パナソニックが持株会社制へ
移行した本当の意義
2021年、パナソニックでは12年からトップを務めてきた津賀一宏氏から楠見雄規氏に社長が交代し、同時に持株会社制への移行を発表。今年4月にはパナソニックホールディングスへ商号変更した。社名変更といえば、ソニーも昨年4月、本社をソニーグループに変更し、各事業会社がその下にぶら下がる格好になった。両社のこのタイミングでの組織変更やパナソニックの社長交代は何を意味するのだろうか。

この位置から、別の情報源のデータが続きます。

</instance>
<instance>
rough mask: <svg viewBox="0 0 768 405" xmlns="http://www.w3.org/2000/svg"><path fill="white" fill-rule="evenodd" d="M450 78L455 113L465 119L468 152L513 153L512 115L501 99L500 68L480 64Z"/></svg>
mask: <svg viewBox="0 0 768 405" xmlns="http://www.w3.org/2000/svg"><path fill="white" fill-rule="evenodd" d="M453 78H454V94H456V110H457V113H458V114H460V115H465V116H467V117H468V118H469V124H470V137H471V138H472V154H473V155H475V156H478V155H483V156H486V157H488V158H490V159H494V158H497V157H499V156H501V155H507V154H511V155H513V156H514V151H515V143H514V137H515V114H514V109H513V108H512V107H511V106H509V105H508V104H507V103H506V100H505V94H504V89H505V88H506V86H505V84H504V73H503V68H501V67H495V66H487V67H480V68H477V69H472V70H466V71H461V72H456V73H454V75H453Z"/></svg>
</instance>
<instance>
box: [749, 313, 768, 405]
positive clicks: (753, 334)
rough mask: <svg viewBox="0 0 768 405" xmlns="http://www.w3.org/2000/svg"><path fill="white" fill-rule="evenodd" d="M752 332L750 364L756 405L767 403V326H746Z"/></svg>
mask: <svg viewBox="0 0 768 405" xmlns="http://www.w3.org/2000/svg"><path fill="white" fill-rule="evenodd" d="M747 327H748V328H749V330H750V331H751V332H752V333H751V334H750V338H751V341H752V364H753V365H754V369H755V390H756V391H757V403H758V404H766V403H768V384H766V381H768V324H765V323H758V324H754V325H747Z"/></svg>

結論から言えば、両社とも歴史を紐解けば両社らしい意思決定だということだ。パナソニックは、日本でいち早く事業部制を実施し、事業部ごとに商売の責任を持たせることで、ミドルマネジメントや現場社員の士気を上げてきた。戦後の財閥解体の流れの中で、当時の松下は松下電器産業と松下電工に分かれたが、これも戦前に松下幸之助がつくった事業部が独立会社になった格好だ。
松下正治社長時代に始めた事業本部制も、松下が他社に先駆けて実施した組織形態であったし、現在までにビジネスユニットごとのカンパニー制を実施してきた。かつては持株会社制が禁止されていたので、言わばバーチャルに持株会社制を実施してきたのがパナソニックの歴史である。
今回の持株会社制への移行は、パナソニックの業務範囲の広がりと、コロナ禍をはじめとしたそれぞれの事業が直面している不確実性の高さから、全社戦略と個々の事業戦略を1つの会社の1人のトップが見ることが難しい状況になったということであろう。津賀社長への評価は、在任中の10年近くの前半と後半で大きく異なるといえる。前半は、特定の問題を抱える事業を切り離して、注力すべき事業に集中して経営資源を投入し、グループ全体のトップが個別事業へのてこ入れを行うことで、経営の改善をしてきた。
その後、全体のポートフォリオを考えた全社戦略と、個別の事業戦略の陣頭指揮を1人のトップが担う限界が見えてきたわけだが、これは津賀社長個人の資質や能力の問題ではないにもかかわらず、任期後半の氏の評価の低下に影響しているのではないだろうか。